Donald Trump has launched a fresh round of attacks against the Clinton Foundation, labeling it a “big-time criminal enterprise,” but he has donated at least $100,000 to the charitable organization.

Trump and his staff latched onto an Associated Press report out Tuesday that found that over half of the private citizens Clinton met or spoke with as secretary of state had donated to the foundation. The investigation bolstered Republicans’ accusation that Clinton granted State Department access to wealthy donors and friends.

“It is impossible to figure out where the Clinton Foundation ends and the State Department begins,” Trump told a crowd in Austin, Texas on Tuesday night.

“It involved numerous violations of the conflict of interest and bribery laws and other serious laws of the United States,” he charged.

Trump this week issued a statement saying the foundation should be “shut down immediately” and also called for a special prosecutor to probe the nonprofit’s work.

The real estate mogul did not always take such a dark view of the nonprofit, however. Shortly before he announced his presidential campaign, reporters noted that “Donald J. Trump” was listed on the foundations website as a donor who had given between $100,000 and $250,000. “Ivanka Trump” was listed as a donor of between $5,001 and $10,000 on the site, which reported donors’ cumulative lifetime giving through 2014.

Asked about his donations on the campaign trail in January 2016, Trump told Fox News that he gave money because the foundation “was helping with Haiti and with lots of other things, and I thought it was going to do some good work.”

He attributed the donation to his need to get along with politicians from both sides of the aisle to carry out his business dealings.

“I was a businessman, and it was my obligation to get along with everybody, including the Clintons, including Democrats and liberals and Republicans and conservatives,” he said. “As a businessman, I had an obligation to do that.”

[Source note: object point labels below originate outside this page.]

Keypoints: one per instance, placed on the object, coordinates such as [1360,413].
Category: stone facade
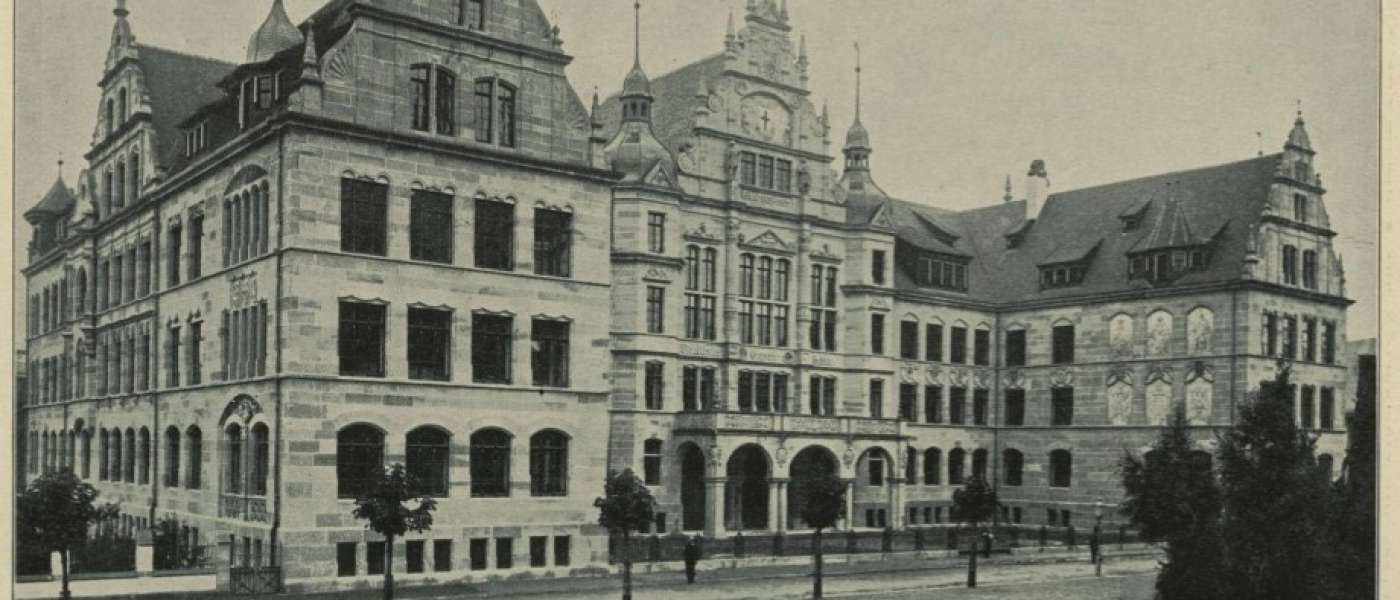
[759,301]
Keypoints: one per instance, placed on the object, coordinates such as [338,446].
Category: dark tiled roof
[56,202]
[1224,202]
[179,84]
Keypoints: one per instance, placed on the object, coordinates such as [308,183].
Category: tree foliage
[1276,534]
[1172,497]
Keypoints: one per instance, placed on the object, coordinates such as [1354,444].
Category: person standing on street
[692,558]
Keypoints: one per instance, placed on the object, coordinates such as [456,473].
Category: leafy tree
[1172,497]
[1354,495]
[626,506]
[385,511]
[823,504]
[1276,534]
[976,504]
[56,512]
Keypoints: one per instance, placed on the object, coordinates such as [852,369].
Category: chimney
[1038,186]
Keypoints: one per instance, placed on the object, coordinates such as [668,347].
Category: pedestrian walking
[692,558]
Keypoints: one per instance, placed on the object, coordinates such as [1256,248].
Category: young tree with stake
[392,508]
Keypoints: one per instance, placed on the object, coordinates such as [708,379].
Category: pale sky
[958,93]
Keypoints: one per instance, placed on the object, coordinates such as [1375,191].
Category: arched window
[144,448]
[195,448]
[359,459]
[933,462]
[427,460]
[1060,469]
[1012,462]
[234,459]
[549,463]
[490,463]
[651,462]
[171,456]
[261,459]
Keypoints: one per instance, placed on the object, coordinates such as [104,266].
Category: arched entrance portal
[692,488]
[811,463]
[746,494]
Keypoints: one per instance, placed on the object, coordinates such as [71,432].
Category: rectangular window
[430,343]
[657,232]
[934,343]
[655,309]
[538,550]
[1061,350]
[374,557]
[363,217]
[933,404]
[346,558]
[1061,406]
[553,234]
[909,340]
[958,346]
[562,551]
[490,348]
[654,386]
[1017,347]
[361,339]
[196,245]
[430,228]
[982,347]
[549,353]
[877,333]
[503,553]
[413,555]
[478,550]
[441,555]
[494,234]
[1015,407]
[979,406]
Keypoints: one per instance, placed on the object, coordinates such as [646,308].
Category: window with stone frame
[654,385]
[430,343]
[549,353]
[492,348]
[933,403]
[494,234]
[490,463]
[1061,406]
[430,227]
[363,217]
[361,339]
[553,242]
[549,463]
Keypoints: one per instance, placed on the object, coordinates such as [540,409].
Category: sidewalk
[843,574]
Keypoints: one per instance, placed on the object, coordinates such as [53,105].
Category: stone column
[714,508]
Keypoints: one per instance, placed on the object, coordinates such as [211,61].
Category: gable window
[363,213]
[1061,348]
[494,234]
[654,385]
[430,341]
[549,353]
[490,348]
[430,227]
[434,94]
[1061,406]
[490,463]
[494,112]
[553,232]
[361,339]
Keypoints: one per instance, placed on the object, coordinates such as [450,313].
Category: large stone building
[387,235]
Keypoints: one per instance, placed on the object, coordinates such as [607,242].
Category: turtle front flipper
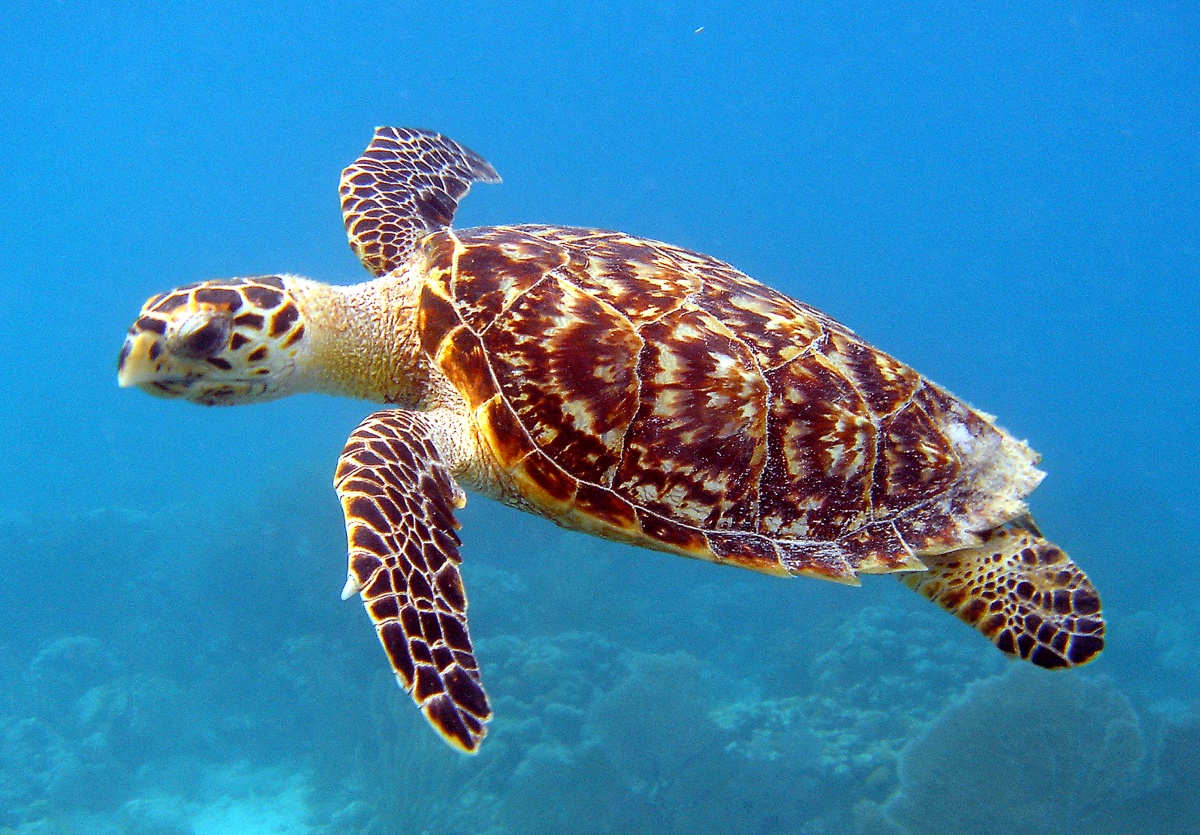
[399,500]
[406,185]
[1021,592]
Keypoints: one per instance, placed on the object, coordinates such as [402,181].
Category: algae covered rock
[1024,752]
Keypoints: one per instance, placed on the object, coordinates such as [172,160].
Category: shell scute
[568,376]
[885,384]
[695,448]
[491,275]
[917,461]
[777,328]
[822,438]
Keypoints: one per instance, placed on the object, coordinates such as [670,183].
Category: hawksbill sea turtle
[619,386]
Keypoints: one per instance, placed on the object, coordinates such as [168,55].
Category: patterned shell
[653,395]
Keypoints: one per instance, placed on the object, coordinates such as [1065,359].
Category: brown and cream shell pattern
[654,395]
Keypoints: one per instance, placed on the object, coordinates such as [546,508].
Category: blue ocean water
[1003,196]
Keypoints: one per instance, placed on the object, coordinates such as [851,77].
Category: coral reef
[1029,751]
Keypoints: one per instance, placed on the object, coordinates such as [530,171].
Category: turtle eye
[203,336]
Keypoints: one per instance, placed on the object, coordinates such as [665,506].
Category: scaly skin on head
[251,340]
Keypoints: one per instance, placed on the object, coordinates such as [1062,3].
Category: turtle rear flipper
[1021,592]
[399,499]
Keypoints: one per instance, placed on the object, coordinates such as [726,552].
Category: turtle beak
[136,364]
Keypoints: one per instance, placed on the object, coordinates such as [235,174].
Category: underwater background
[1005,196]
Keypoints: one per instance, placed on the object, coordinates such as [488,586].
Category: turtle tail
[1021,592]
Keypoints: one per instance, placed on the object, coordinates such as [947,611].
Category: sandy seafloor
[1002,196]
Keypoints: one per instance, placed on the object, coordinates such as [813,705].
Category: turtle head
[219,342]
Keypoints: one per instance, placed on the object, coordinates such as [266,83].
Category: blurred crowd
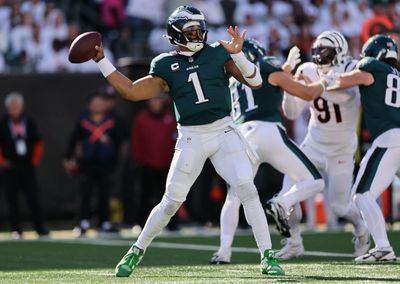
[35,34]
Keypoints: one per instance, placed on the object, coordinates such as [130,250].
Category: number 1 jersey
[199,85]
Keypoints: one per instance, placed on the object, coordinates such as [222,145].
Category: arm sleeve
[72,142]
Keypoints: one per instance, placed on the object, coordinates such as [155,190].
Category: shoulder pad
[371,64]
[309,69]
[272,60]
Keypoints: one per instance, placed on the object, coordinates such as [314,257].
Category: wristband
[244,65]
[106,67]
[256,80]
[323,86]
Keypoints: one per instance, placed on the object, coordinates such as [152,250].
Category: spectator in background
[153,140]
[113,13]
[35,8]
[92,152]
[21,150]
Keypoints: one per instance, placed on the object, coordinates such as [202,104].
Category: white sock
[374,219]
[255,215]
[299,192]
[157,220]
[353,215]
[229,221]
[310,209]
[294,223]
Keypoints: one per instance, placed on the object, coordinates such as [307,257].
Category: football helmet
[253,49]
[330,48]
[380,47]
[180,28]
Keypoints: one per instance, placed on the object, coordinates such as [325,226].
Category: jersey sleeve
[370,65]
[222,52]
[156,66]
[270,64]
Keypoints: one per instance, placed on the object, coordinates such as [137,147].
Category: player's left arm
[355,78]
[240,67]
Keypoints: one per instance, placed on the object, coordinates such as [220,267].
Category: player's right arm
[292,106]
[144,88]
[287,83]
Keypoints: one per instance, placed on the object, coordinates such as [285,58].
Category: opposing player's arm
[234,71]
[144,88]
[240,67]
[355,78]
[306,92]
[141,89]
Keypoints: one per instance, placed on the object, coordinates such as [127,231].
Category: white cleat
[361,244]
[377,255]
[291,250]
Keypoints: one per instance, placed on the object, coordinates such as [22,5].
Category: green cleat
[128,263]
[269,264]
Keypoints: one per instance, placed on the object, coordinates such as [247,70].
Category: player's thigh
[340,178]
[231,161]
[186,165]
[289,159]
[377,170]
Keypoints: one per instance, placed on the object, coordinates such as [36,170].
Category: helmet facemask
[324,55]
[329,49]
[187,27]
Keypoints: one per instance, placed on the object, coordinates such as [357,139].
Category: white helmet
[330,48]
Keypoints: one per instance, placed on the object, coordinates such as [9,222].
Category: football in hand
[83,48]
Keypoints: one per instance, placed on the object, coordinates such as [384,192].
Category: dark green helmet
[380,47]
[253,49]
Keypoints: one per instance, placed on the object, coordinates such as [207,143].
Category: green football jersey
[262,104]
[198,85]
[381,100]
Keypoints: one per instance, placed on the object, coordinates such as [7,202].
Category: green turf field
[185,260]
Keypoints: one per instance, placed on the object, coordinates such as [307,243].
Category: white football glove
[293,57]
[331,79]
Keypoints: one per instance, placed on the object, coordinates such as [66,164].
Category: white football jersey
[334,115]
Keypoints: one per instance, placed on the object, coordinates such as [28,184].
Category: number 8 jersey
[334,115]
[381,100]
[199,85]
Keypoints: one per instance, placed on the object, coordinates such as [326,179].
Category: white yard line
[169,245]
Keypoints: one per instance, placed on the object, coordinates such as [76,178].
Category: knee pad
[339,209]
[170,206]
[246,192]
[363,197]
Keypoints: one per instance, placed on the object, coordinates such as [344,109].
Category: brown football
[82,48]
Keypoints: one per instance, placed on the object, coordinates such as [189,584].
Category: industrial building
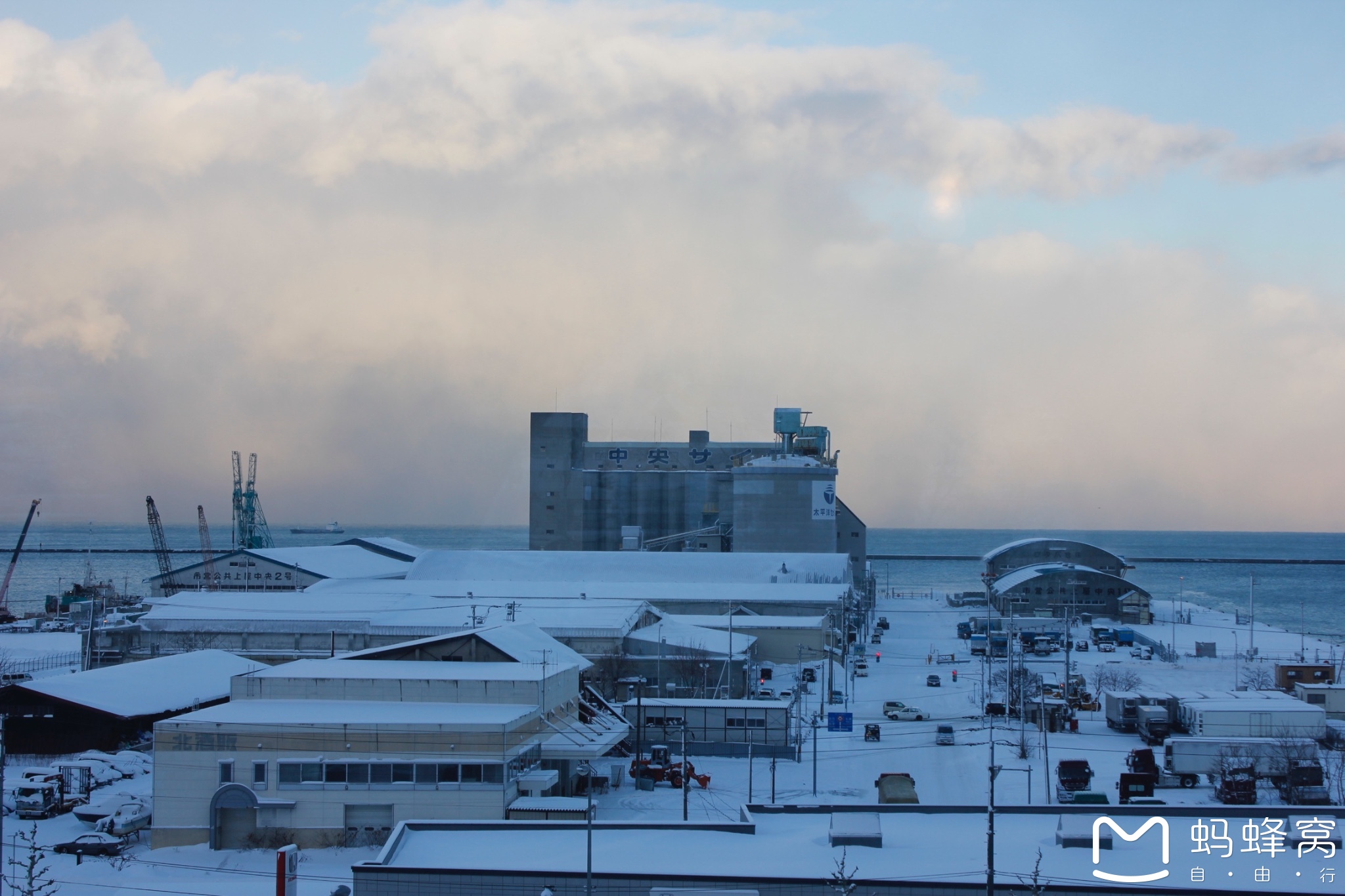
[114,707]
[290,568]
[689,496]
[337,752]
[715,727]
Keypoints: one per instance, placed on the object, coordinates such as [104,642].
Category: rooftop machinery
[250,530]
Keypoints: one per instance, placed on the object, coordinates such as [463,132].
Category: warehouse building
[268,570]
[114,707]
[337,752]
[689,496]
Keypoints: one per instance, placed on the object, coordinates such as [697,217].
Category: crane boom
[208,554]
[156,532]
[237,536]
[14,561]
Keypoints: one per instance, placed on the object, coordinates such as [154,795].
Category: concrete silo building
[689,496]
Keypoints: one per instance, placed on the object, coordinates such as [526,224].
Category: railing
[41,664]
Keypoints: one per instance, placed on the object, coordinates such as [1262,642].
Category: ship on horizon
[331,528]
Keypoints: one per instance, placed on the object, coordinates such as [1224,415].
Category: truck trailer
[1119,707]
[1188,758]
[1255,719]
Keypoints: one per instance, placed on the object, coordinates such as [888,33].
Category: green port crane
[250,530]
[156,532]
[14,561]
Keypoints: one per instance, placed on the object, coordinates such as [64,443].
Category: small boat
[331,528]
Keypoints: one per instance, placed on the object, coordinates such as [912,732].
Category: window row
[294,774]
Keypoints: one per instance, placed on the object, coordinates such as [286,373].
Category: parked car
[92,845]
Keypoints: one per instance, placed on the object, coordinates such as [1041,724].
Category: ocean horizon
[1290,597]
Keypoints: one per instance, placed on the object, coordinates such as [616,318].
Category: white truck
[1189,758]
[1119,707]
[1255,719]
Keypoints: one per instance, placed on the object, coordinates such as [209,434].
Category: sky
[1036,265]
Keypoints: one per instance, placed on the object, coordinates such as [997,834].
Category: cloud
[1315,155]
[646,214]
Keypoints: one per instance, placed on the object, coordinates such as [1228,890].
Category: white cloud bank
[645,213]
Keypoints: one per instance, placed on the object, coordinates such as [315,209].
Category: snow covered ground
[847,765]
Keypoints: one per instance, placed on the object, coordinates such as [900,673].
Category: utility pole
[686,775]
[816,756]
[990,815]
[1251,628]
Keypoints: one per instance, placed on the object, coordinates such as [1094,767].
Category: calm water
[1285,594]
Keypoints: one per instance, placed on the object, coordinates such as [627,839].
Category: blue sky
[1268,73]
[1064,265]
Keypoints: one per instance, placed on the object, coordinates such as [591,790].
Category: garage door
[368,825]
[236,828]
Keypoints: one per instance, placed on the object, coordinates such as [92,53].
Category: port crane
[14,561]
[206,553]
[250,530]
[156,532]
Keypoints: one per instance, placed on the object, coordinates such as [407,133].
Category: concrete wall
[187,758]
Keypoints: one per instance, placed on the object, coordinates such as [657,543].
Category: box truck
[1193,757]
[1256,719]
[1119,707]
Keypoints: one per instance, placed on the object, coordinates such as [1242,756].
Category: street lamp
[586,771]
[639,720]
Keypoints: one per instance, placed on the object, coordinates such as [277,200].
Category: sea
[1297,598]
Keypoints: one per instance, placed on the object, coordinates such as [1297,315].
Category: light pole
[639,720]
[586,770]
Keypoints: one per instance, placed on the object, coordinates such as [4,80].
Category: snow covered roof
[337,561]
[678,634]
[630,566]
[358,712]
[150,687]
[327,562]
[408,671]
[395,548]
[711,704]
[1039,570]
[657,593]
[522,641]
[748,621]
[359,610]
[1020,543]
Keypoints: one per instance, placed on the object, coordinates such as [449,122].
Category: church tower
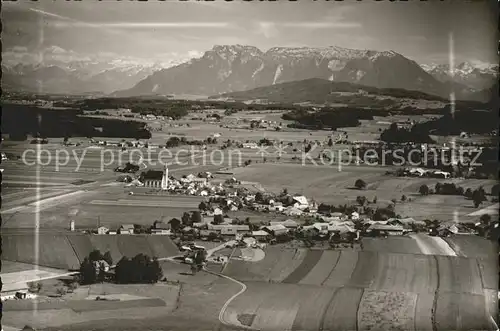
[164,180]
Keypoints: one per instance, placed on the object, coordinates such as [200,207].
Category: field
[472,246]
[66,251]
[276,266]
[373,290]
[145,302]
[334,185]
[387,311]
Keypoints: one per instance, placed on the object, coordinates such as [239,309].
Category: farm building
[161,225]
[290,224]
[275,230]
[301,202]
[229,229]
[102,230]
[340,228]
[101,264]
[155,178]
[407,223]
[379,229]
[260,235]
[126,229]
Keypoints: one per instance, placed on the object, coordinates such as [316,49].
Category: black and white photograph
[230,165]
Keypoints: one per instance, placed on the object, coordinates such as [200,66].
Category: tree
[360,184]
[175,224]
[95,255]
[87,272]
[361,200]
[196,217]
[437,188]
[107,257]
[156,272]
[423,190]
[34,287]
[478,197]
[186,219]
[218,219]
[203,206]
[485,219]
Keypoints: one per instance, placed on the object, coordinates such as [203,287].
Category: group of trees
[21,120]
[140,269]
[327,118]
[478,196]
[401,135]
[91,268]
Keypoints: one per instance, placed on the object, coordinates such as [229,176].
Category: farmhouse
[229,229]
[126,229]
[289,224]
[260,235]
[380,229]
[102,230]
[275,230]
[155,178]
[406,223]
[301,202]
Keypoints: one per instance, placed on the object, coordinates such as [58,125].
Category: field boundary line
[331,271]
[436,293]
[228,302]
[323,315]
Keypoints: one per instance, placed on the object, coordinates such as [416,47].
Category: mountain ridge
[228,68]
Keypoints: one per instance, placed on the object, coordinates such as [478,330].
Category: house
[275,230]
[228,229]
[289,224]
[385,229]
[126,229]
[407,223]
[102,230]
[161,231]
[101,265]
[446,229]
[152,178]
[341,228]
[292,211]
[301,202]
[260,235]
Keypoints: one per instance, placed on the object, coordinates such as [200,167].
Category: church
[155,179]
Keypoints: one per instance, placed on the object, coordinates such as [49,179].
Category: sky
[171,29]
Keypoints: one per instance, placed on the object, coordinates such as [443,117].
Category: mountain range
[229,68]
[55,70]
[475,75]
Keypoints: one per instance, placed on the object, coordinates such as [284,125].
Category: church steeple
[164,180]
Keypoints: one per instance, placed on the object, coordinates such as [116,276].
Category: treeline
[141,269]
[328,118]
[470,121]
[400,135]
[19,121]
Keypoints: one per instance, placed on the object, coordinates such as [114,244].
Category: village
[306,220]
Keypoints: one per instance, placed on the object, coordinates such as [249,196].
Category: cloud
[268,29]
[195,54]
[321,25]
[135,25]
[45,13]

Clinton spokesman Brian Fallon said in a statement obtained by CNN that the AP’s report on Clinton’s meetings with donors relied on “utterly flawed data.”

The investigation “cherry-picked a limited subset of Secretary’s Clinton’s schedule to give a distorted portrayal of how often she crossed paths with individuals connected to charitable donations to the Clinton Foundation,” Fallon said, noting that she also took over hundreds of meetings with world leaders and U.S. government officials as secretary of state.